Limitations & next steps

Sensor cadence is the dominant limit

At the snapshot sample rate (1 reading per ~6 min), 15-min Flowing windows yield only 2–3 sample points. The sustained-monotonic-run features lose statistical power below 4 samples per segment. Returning the firmware to 1-min cadence is the single change with the largest expected impact on Flowing recall.

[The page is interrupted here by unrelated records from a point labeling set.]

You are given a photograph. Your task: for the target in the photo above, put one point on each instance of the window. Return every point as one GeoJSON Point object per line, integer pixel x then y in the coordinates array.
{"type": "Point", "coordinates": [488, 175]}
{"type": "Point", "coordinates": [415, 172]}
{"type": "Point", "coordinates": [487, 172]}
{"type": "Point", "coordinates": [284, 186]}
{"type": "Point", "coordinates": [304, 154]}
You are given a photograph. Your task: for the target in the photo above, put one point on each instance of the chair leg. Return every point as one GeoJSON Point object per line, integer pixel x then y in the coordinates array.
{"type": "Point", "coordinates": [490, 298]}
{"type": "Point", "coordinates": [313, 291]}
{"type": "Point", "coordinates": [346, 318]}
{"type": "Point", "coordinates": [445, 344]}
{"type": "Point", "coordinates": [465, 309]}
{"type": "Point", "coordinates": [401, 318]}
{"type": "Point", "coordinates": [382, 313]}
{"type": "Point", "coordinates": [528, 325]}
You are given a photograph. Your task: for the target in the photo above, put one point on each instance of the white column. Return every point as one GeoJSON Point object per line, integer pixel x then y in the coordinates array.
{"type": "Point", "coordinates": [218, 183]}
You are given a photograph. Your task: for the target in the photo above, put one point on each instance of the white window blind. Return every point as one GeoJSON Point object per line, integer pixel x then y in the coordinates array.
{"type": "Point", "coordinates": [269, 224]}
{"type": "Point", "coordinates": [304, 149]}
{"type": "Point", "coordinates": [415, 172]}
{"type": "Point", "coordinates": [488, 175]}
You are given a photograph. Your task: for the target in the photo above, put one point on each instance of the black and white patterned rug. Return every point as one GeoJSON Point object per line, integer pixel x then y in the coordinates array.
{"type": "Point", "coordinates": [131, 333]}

Recommended next experiments

Re-run the Closed protocol at 1-min sensor cadence; expected outcome is Flowing recall > 90%.
Lengthen Flowing windows to 30 min in protocol design at 1-min cadence.
Calibrate per-site flow rate so the classifier output can be reported in units of dispensed volume (litres) rather than time-fraction.

Reproducibility

This analysis is fully reproducible from three static snapshot files taken on 2026-04-27. The live tool at piped-flow-test.pages.dev may show slightly different numbers as new annotations are added or sensor data accumulates; this page reports a frozen-in-time view.

Data files

File	Contents
`annotations-snapshot-2026-04-27.json`	827 operator annotations covering the two enabled experiments.
`diagnostics-snapshot-2026-04-27.json`	2,445 diagnostic readings (UVLED / SiPM / board temperature) for sensor 50051.
`tof-snapshot-2026-04-27.json`	2,461 ToF readings for sensor 50051.
`analysis-results-2026-04-27.json`	Computed per-experiment confusion matrices and per-class metrics.

Pipeline

Filter annotations to active experiments only (firmware-bug window excluded).
Build per-segment spans, clipping at experiment boundaries.
Join each /diagnostics reading to its nearest /tof reading within ±2 min.
Compute 7 features per span.
Skip segments with <2 points.
Train one KNN classifier per experiment under leave-one-region-out cross-validation.
Expand segment predictions to points, apply Air-strip rule, majority-vote final label.
Assemble point-weighted confusion matrices; compute overall accuracy + Cohen’s κ.